Best way to compute the average of multiple models

Hello,

I have a list of models (nn.Module instances) with same architecture and I need to compute the average model obtained from them, i.e., having the same architecture and where the weights are the average of input models weights.

An easy solution would be to iterate over the keys in state_dict of the target model and fill it using the weights from input models, corresponding to the same key (see code below). I am not sure that this is best way to do it because we need to iterate over the keys (or the modules) of the model which is probably not optimal, and was wondering if there is a faster way to do.

We can do the same, by iterating over the modules instead of the state_dict, but it doesn’t seem to help.

    for key in target_state_dict:
        if target_state_dict[key].data.dtype == torch.float32:
            target_state_dict[key].data.fill_(0.)
            for model_id, learner in enumerate(models):
                state_dict = model.state_dict()
                target_state_dict[key].data +=  state_dict[key].data.clone()

I think averaging the values in the state_dicts is a valid approach and I’ve also suggested it here in the past.
You should of course check, if this approach is valid at all from the point of view of the trained models.
E.g. if you are trying to calculate the “average model” using completely different training runs, each model could converge to different parameter sets, and I would assume that the average model would yield a bad performance.

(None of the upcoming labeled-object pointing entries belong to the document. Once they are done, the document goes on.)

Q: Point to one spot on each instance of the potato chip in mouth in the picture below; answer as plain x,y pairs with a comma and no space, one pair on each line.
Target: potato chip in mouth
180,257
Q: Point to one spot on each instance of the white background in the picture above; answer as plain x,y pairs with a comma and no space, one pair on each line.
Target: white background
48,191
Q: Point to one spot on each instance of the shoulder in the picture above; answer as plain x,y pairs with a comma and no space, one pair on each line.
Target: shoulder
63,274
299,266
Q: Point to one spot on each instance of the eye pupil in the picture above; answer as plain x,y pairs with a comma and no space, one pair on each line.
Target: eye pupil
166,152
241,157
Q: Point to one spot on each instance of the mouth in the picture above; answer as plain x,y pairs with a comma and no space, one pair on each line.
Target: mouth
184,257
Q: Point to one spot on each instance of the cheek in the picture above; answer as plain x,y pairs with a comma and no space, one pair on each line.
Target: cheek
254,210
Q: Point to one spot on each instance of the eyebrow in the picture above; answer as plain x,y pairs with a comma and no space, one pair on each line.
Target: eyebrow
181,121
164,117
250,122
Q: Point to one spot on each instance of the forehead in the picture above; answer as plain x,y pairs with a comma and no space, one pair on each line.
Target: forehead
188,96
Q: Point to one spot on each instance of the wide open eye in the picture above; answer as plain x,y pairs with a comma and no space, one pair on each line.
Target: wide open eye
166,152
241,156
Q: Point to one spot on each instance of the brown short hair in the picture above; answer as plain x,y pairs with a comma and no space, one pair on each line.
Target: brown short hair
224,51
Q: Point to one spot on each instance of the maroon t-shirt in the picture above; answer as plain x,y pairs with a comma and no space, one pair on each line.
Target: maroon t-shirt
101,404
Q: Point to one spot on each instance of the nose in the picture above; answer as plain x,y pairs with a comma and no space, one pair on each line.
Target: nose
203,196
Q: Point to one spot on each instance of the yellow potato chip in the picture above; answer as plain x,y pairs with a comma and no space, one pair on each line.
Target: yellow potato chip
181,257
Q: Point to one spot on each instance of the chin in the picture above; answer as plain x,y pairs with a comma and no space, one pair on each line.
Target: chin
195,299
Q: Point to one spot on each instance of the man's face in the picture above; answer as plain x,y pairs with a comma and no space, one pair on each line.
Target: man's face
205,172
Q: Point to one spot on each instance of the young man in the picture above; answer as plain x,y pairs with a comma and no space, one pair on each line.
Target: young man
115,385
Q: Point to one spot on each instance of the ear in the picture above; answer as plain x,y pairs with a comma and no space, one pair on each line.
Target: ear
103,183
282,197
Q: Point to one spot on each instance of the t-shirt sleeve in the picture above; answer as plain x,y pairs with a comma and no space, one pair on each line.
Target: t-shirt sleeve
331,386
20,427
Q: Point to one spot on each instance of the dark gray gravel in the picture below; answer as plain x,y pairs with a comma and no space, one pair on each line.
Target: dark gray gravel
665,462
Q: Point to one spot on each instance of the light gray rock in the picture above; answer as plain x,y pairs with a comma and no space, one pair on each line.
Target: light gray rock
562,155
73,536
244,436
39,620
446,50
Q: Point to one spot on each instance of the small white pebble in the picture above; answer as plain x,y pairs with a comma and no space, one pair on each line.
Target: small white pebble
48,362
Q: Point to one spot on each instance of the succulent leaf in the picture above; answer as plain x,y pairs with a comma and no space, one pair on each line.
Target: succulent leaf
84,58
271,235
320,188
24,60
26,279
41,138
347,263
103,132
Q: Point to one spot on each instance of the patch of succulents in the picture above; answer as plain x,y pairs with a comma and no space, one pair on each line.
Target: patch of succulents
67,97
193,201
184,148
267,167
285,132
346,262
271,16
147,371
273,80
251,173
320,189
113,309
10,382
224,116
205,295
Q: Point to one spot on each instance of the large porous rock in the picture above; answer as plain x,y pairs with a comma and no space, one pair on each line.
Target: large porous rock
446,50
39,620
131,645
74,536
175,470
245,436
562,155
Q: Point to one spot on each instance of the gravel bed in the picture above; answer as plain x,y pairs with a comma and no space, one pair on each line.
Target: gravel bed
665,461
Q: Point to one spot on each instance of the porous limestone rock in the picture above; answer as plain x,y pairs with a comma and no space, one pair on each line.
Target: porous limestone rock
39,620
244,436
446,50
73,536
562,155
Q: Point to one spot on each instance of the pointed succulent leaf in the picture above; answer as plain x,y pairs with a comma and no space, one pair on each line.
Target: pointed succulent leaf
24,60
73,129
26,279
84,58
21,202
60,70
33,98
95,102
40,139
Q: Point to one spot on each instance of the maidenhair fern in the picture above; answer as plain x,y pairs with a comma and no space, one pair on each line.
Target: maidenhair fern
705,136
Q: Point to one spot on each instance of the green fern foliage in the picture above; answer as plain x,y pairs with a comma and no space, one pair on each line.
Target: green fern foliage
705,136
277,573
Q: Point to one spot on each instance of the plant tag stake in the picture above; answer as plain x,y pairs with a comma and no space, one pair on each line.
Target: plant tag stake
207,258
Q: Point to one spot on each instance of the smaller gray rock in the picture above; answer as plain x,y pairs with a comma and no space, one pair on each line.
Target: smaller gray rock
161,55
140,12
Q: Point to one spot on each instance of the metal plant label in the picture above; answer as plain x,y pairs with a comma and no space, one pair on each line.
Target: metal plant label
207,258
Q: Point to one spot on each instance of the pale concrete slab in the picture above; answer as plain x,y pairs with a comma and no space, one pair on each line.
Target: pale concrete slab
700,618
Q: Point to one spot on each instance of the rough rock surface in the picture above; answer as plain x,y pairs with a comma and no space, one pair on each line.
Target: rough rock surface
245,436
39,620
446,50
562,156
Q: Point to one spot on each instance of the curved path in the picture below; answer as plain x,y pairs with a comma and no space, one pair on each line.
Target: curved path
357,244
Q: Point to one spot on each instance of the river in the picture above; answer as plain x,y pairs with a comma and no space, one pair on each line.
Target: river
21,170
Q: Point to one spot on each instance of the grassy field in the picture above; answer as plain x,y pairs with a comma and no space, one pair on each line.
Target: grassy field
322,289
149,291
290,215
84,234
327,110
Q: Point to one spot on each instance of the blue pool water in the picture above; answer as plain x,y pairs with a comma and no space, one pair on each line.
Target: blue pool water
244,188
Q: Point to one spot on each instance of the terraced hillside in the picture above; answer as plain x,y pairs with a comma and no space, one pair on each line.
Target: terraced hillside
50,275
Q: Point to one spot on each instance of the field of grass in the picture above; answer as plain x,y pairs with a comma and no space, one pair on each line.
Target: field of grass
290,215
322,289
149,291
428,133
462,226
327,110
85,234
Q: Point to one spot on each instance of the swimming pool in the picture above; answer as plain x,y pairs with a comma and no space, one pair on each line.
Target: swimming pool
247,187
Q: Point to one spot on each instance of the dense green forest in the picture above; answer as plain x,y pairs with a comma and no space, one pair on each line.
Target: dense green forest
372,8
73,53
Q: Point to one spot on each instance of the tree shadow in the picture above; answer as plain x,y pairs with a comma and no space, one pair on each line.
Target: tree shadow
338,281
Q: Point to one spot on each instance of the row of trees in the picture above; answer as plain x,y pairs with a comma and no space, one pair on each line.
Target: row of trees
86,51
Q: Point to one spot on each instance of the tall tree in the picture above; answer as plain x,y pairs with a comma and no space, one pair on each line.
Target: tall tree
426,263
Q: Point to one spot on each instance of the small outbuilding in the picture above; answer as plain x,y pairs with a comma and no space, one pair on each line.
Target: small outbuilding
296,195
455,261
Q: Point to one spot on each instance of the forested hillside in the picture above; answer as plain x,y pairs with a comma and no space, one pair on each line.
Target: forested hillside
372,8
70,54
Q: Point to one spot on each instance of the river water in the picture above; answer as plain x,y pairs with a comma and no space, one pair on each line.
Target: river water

Yes I remember this solution from here. I think it’s good in the case of two models, but I don’t think it’s the most efficient in the case of a sequence of many models. Because as you see, both in the code you suggested and in the one I pasted with this question, we are having a double loop, so this is very slow, because of the fact that loops in python are slow.

Normally, having some option that enables averaging models, can be very useful, for example for Stochastic Weighted Averaging or other variations of this method, and I would be surprised if pytorch doesn’t support this feature.

PyTorch does support Stochastic Weight Averaging through some util methods, so you might want to take a look at it.